Gite: PASSEGGIATE IN AUTONOMIA

NOVALESA

Le Cascate – Il Borgo – L’Abbazia

Novalesa è un paese montano situato nella Val Cenischia e raggiungibile a piedi da Venaus, è attorniato da numerose cascate che si possono raggiungere in bici, in macchina e naturalmente a piedi.

Le Cascate

La principale e la più spettacolare è la cascata del rio Claretto, con un salto di oltre 100 mt. Per i più coraggiosi, vista l’acqua piuttosto fredda anche nei mesi estivi, ci sarà anche la possibilità di fare un bagno.

Una volta al centro del paese si va verso l’Abbazia, costruita nel 726.
Al parcheggio si prende per la carrozzabile asfaltata e a pochi minuti c’è la deviazione per le cascate. Proseguendo nel boschetto per 5-15 minuti (fatto con bambini piccoli il tempo si dilata) si raggiungono le cascate

Paesaggio molto bello, piacevole e per bambini nella natura ma senza stancarsi.

L’Abbazia

Complesso abbaziale dei Santi Pietro e Andrea fondato nel 726 da Abbone, governatore della Moriana e di Susa, lungo un’importante via di pellegrinaggio, divenuto tappa rilevante della Via Francigena. 

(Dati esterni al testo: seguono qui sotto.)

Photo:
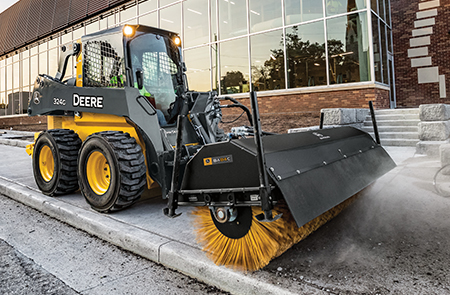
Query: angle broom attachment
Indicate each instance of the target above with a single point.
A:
(264, 240)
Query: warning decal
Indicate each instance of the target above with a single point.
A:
(217, 160)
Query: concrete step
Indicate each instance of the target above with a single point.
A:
(397, 135)
(397, 111)
(392, 129)
(388, 117)
(399, 142)
(394, 123)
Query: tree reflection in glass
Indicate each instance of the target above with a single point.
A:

In epoca carolingia (IX secolo) l’abbazia raggiunge il massimo del suo splendore accogliendo più di cinquecento monaci. L’antica abbazia benedettina fu poi distrutta nel 906 dai Saraceni e venne nuovamente ricostruita intorno al 1050. Nel corso del XVII secolo l’abbazia passò dai frati benedettini ai cistercensi fino al 1798. Durante il regno di Napoleone poi, passò nelle mani dei monaci trappisti di Tamié. Dopo il 1855 l’abbazia venne trasformata per volere del governo piemontese in un albergo per le cure termali.

Nel 1972 la provincia di Torino ricomprò tutto il complesso e affidò nuovamente la gestione ai monaci benedettini che provenivano da Venezia.

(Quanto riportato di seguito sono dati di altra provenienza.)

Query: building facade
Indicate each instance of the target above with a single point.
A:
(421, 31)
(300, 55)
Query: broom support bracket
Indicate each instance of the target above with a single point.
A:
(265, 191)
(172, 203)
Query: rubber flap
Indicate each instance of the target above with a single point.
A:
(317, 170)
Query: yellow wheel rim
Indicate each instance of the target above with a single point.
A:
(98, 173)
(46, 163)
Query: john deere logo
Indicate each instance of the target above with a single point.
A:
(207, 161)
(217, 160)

Si compone di una chiesa ricostruita nel 1712, di un chiostro rimaneggiato nel Seicento e di quattro cappelle dedicate a San Salvatore, San Michele, Santa Maria Maddalena e Sant’Eldrado (e San Nicola) che possiede due splendidi cicli di affreschi (fine secolo XI) con episodi della vita dei due Santi.

Oggi il complesso dell’Abbazia di Novalesa comprende l’edificio monastico, la chiesa abbaziale, il parco e le quattro cappelle medievali che si trovano al suo interno. L’edificio monastico si sviluppa intorno ad un cortile centrale al cui interno si trovano i resti dell’antico chiostro del ‘500 ed il campanile, costruito nel 1730.

Negli stessi anni del campanile fu costruita, sui resti di una più antica chiesa risalente all’XI secolo, l’odierna chiesa abbaziale in stile barocco in cui oggi possiamo ammirare i resti di alcuni affreschi. Tutto intorno all’abbazia si può ammirare uno splendido e rilassante parco in cui si trovano le quattro cappelle di epoca medievale dedicate a San Salvatore, San Michele, Santa Maria Maddalena e Sant’Eldrado (e San Nicola). In quest’ultima si possono ammirare altri splendidi affreschi della stessa epoca che sono il vero e proprio gioiello di questo posto.

Il Borgo

Con la sua tipica architettura alpina, Novalesa è un borgo di strada costruito attorno alla Via Maestra, parte della strada antica di Francia che dal Medioevo (con la fondazione dell’Abbazia di Novalesa da parte dei Franchi nel 726) al XIX secolo conduceva al Colle del Moncenisio.

Il passaggio della strada internazionale faceva del paese di Novalesa e delle sue locande un posto tappa fondamentale ai piedi del valico, decretandone la fortuna economica e lasciando in loco pregevoli opere d’arte alpina. Durante la giornata, dopo una passeggiata tra le vie di Novalesa e una visita alla chiesa dell’Abbazia, potrete rilassarvi nelle vicinanze delle cascate.